Undang-Undang Nomor 8 tahun 1999 tentang Perlindungan Konsumen (“UU Perlindungan Konsumen), memberikan pengertian klausula baku sebagai berikut :
“Klausula Baku adalah setiap aturan atau ketentuan dan syarat-syarat yang telah dipersiapkan dan ditetapkan terlebih dahulu secara sepihak oleh pelaku usaha ayng dituangkan dalam suatu dokumen dan/atau perjanjian yang mengikat dan wajib dipenuhi oleh konsumen”

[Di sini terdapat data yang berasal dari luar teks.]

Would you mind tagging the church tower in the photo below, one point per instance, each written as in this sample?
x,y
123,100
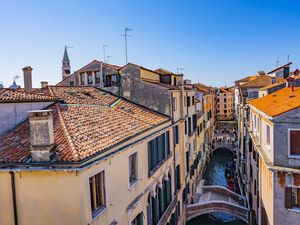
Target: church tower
x,y
66,67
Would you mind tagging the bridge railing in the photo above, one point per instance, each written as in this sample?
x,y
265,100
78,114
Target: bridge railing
x,y
194,210
224,191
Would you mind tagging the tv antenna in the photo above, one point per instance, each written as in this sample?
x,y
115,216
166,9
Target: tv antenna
x,y
179,70
125,35
108,57
277,61
104,57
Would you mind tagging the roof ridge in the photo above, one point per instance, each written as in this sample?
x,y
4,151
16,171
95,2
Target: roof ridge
x,y
65,131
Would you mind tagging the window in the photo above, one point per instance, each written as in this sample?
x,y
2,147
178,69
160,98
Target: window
x,y
82,78
98,77
268,135
190,126
294,141
188,99
187,161
177,177
174,104
133,177
194,122
176,135
90,77
158,150
292,197
138,220
97,193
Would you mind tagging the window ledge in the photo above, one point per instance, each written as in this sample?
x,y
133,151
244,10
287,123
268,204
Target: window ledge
x,y
98,213
294,209
293,156
132,184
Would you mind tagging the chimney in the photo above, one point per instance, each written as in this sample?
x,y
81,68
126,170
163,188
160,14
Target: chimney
x,y
41,135
27,78
44,84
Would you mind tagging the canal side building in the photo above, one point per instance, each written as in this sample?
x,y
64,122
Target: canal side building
x,y
89,158
274,146
225,104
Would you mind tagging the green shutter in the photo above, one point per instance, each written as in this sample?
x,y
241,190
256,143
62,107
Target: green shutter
x,y
149,157
149,222
168,143
168,188
161,202
288,197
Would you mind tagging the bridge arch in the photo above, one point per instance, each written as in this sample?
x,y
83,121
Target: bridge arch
x,y
201,213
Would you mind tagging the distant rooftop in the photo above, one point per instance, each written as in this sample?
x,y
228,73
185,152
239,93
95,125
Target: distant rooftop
x,y
278,102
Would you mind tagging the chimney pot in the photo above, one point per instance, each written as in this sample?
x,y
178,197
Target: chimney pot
x,y
27,78
44,84
41,135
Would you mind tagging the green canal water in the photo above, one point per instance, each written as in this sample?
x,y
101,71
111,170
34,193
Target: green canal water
x,y
215,175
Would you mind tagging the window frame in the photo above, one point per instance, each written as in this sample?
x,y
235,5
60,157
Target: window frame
x,y
292,156
99,211
131,184
268,137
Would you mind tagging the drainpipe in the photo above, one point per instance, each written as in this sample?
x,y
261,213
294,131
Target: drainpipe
x,y
13,188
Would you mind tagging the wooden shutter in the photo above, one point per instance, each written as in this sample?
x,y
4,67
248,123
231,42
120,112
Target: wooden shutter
x,y
288,197
294,142
298,197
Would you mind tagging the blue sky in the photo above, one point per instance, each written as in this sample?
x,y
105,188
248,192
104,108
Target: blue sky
x,y
216,42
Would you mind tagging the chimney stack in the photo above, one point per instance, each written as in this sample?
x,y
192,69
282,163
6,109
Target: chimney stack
x,y
44,84
41,135
27,78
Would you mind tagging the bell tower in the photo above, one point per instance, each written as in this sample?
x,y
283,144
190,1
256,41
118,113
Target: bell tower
x,y
66,67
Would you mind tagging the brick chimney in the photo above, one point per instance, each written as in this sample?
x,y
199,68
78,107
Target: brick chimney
x,y
27,78
44,84
41,135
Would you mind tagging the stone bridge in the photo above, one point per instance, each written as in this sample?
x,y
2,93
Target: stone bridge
x,y
214,198
218,145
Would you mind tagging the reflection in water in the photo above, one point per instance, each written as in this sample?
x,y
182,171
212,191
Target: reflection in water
x,y
215,175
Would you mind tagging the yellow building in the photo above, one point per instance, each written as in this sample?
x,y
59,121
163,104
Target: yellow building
x,y
225,104
91,158
274,153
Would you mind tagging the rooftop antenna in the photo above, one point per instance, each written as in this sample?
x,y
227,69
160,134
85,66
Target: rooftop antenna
x,y
179,70
16,77
126,35
107,58
104,57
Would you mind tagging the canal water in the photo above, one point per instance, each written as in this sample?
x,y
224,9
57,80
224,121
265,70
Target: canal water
x,y
215,175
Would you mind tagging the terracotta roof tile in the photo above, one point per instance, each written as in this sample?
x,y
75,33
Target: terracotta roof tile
x,y
9,95
260,81
278,102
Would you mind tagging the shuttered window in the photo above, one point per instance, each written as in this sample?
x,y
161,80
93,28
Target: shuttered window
x,y
288,197
138,220
295,142
133,169
158,150
97,193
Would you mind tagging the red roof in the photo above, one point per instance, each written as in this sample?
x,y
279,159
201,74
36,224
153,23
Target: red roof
x,y
87,123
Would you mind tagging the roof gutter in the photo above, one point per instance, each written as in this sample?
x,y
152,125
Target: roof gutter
x,y
14,198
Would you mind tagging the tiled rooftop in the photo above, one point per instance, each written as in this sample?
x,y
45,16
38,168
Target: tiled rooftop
x,y
91,122
260,81
9,95
278,102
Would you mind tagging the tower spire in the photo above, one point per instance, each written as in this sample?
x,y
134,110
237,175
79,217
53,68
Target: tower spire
x,y
66,67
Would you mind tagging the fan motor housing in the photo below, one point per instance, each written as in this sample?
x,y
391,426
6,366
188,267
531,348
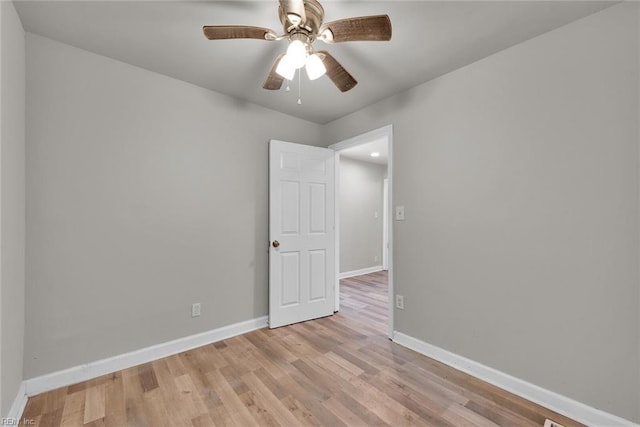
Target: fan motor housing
x,y
314,14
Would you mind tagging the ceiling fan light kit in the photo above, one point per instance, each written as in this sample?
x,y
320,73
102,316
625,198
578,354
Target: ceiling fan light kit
x,y
302,25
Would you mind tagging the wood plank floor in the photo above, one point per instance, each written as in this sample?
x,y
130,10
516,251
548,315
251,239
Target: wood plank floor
x,y
336,371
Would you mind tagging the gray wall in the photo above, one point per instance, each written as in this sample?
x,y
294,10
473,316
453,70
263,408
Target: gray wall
x,y
144,194
12,203
360,196
519,174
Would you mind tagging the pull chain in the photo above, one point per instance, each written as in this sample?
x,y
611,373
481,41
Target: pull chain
x,y
299,87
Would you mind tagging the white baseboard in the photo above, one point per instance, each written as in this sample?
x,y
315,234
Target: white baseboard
x,y
360,272
549,399
98,368
17,408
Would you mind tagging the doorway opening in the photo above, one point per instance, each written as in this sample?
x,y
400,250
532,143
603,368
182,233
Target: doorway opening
x,y
363,201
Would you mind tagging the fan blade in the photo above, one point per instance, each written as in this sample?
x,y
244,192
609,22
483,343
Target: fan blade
x,y
294,11
274,80
222,32
336,72
363,28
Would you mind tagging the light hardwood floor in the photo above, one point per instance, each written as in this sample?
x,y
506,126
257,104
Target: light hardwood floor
x,y
336,371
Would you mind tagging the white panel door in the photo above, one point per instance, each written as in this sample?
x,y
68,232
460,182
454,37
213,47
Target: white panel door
x,y
301,233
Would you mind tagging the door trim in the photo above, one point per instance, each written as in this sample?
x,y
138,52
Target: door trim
x,y
383,132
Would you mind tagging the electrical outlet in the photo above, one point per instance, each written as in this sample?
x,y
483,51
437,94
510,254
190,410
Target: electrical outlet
x,y
195,309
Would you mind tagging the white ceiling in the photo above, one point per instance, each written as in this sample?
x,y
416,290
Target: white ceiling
x,y
430,38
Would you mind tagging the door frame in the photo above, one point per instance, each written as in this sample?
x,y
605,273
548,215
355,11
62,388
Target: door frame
x,y
383,132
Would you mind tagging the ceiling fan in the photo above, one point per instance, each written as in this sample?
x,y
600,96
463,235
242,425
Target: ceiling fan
x,y
302,23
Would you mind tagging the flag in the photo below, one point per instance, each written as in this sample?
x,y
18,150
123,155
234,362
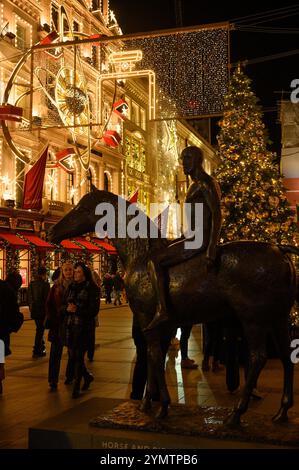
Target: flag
x,y
34,182
134,198
162,221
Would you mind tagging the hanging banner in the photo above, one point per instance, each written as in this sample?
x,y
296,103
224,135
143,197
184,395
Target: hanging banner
x,y
34,182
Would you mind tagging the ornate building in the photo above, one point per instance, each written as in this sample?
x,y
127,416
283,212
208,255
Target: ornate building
x,y
94,114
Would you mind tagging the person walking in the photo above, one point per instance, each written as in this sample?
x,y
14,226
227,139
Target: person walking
x,y
37,296
118,286
97,280
11,319
56,304
83,302
108,286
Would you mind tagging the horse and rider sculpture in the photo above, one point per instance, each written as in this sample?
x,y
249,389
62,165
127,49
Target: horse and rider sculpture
x,y
168,285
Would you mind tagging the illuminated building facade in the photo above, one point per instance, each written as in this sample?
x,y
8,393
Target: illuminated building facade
x,y
92,109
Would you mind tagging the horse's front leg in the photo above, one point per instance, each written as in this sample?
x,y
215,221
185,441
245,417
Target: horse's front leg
x,y
156,372
257,360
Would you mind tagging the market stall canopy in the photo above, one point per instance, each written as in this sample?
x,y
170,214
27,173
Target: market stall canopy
x,y
71,246
88,245
104,245
38,242
14,240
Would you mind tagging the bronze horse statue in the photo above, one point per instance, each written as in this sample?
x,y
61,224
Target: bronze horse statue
x,y
253,282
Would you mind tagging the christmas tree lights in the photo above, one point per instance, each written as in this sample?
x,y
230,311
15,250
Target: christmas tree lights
x,y
254,204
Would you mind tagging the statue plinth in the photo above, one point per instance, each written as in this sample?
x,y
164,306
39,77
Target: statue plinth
x,y
206,422
121,425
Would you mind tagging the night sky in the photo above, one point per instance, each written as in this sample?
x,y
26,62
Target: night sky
x,y
269,78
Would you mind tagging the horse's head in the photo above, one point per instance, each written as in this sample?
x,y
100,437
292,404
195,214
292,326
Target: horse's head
x,y
82,218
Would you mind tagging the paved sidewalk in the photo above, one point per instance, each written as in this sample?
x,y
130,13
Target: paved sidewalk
x,y
26,399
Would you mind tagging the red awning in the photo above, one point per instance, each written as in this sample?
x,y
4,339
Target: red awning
x,y
70,246
106,246
38,242
14,241
89,246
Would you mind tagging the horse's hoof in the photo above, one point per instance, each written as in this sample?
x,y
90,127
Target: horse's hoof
x,y
280,417
233,420
145,405
162,413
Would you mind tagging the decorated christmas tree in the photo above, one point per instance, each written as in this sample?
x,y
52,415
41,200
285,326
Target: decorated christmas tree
x,y
254,203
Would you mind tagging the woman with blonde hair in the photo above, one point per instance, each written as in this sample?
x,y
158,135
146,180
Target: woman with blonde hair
x,y
56,304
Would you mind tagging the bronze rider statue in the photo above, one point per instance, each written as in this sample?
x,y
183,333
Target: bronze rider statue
x,y
204,189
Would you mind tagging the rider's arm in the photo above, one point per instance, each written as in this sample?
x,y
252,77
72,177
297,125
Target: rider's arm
x,y
211,192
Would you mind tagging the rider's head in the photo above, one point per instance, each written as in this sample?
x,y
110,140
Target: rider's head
x,y
192,158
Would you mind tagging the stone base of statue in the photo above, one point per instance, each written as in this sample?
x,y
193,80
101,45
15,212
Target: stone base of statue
x,y
121,425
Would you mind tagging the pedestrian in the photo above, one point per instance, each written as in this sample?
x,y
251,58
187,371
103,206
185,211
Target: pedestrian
x,y
97,280
108,286
83,302
11,319
56,305
37,296
118,286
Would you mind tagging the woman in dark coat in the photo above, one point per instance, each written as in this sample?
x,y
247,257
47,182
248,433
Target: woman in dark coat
x,y
55,311
83,303
11,319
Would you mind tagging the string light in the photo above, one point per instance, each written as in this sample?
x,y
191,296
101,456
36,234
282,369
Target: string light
x,y
190,67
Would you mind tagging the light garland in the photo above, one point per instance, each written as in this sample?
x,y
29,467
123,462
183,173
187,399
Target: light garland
x,y
190,67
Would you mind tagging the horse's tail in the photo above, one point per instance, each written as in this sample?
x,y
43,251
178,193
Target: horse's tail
x,y
295,251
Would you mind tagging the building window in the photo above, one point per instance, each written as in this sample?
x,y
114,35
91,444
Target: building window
x,y
55,17
94,56
95,5
135,154
21,34
106,182
142,119
76,27
135,113
70,188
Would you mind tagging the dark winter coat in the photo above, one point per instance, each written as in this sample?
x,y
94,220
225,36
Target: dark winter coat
x,y
11,319
55,311
37,296
79,326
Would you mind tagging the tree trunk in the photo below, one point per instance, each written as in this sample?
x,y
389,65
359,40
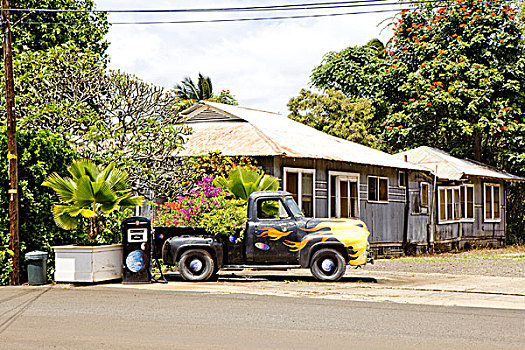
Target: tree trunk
x,y
477,146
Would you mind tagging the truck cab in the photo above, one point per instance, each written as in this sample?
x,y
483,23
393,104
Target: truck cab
x,y
277,233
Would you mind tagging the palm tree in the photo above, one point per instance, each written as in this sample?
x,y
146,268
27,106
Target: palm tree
x,y
242,181
189,91
89,193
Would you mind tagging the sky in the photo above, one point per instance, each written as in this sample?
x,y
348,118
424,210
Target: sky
x,y
262,63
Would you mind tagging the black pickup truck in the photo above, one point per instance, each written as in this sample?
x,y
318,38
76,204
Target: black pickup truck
x,y
277,233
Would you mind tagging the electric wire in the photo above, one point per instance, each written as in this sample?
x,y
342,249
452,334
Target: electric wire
x,y
229,20
291,7
358,3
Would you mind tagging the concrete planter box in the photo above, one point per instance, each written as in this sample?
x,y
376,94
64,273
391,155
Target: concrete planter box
x,y
88,263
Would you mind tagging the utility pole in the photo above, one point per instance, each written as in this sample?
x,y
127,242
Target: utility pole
x,y
12,153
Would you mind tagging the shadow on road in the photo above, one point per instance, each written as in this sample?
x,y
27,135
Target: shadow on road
x,y
232,277
19,310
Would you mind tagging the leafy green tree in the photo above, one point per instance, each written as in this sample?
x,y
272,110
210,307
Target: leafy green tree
x,y
40,153
107,116
334,114
188,90
461,72
243,181
203,90
353,71
451,78
89,193
36,31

Ketentuan klausula tersebut sering kali ditemui dalam lingkup sehari-hari, seperti contoh ketentuan dalam pengelola parkir maupun ketentuan dalam toko –toko yang memberikan label “Pecah berarti membeli”, pada dasarnya hal demikian hanya akan berlaku jika pihak lain dalam perjanjian juga menyepakati untuk itu (Pasal 1338 KUH Perdata), adapun Kesepakatan yang dibuat dengan klausula baku tersebut sejatinya juga harus memenuhi ketentuan Pasal 1320 KUH perdata yakni mengenai syarat sahnya perjanjian:
“supaya terjadi persetujuan yang sah, perlu dipenuhi empat syarat :
1. Kesepakatan mereka yang mengikatkan dirinya;
2. Kecakapan untuk membuat suatu perikatan;
3. Suatu pokok persoalan tertentu;
4. Suatu sebab yang tidak terlarang.

Dari penjelasan di atas dapat dilihat bahwasannya klausula baku tidak sepenuhnya dilarang sejauh disepakati oleh para pihak dan memenuhi ketentuan syarat sahnya perjanjian, akan tetapi dalam pelaksanaannya ada ketentuan-ketentuan yang harus diperhatikan, sebagaimana di dimaksud dalam Pasal 18 ayat (1) UU Perlindungan konsumen :
1. Pelaku usaha dalam menawarkan barang dan/atau jasa yang ditujukan untuk diperdagangkan dilarang membuat atau mencantumkan klausula baku pada setiap dokumen dan/atau perjanjian apabila :
a. Menyatakan pengalihan tanggung jawab pelaku usaha;
b. Menyatakan bahwa pelaku usaha berhak menolak penyerahan kembali barang yang dibeli konsumen;
c. Menyatakan bahwa pelaku usaha berhak menolak penyerahan kembali uang yang dibayarkan atas barang dan/atau jasa yang dibeli konsumen;
d. Menyatakan pemberian kuasa dari konsumen kepada pelaku usaha baik secara langsung maupun tidak langsung untuk melakukan segala tindakan sepihak yang berkaitan dengan barang yang dibeli oleh konsumen secara angsuran;
e. Mengatur perihal pembuktian atas hilangnya kegunaan abrang atau pemanfaatan jasa yang dibeli oleh konsumen;
f. Memberikan hak kepada pelaku usaha untuk mengurangi manfaat jasa atau mengurangi harta kekayaan konsumen yang menjadi obyek jual beli jasa;
g. Menyatakan tunduknya konsumen kepada peraturan yang berupa aturan baru, tambahan, lanjutan yang dibuat sepihak oleh pelaku usaha dalam masa konsumen memanfaatkan jasa yang dibelinya;
h. Menyatakan bahwa konsumen memberi kuasa kepada pelaku usaha untuk pembebanan hak tanggungan, hak gadai, atau hak jaminan terhadap barang yang dibeli oleh konsumen secara angsuran.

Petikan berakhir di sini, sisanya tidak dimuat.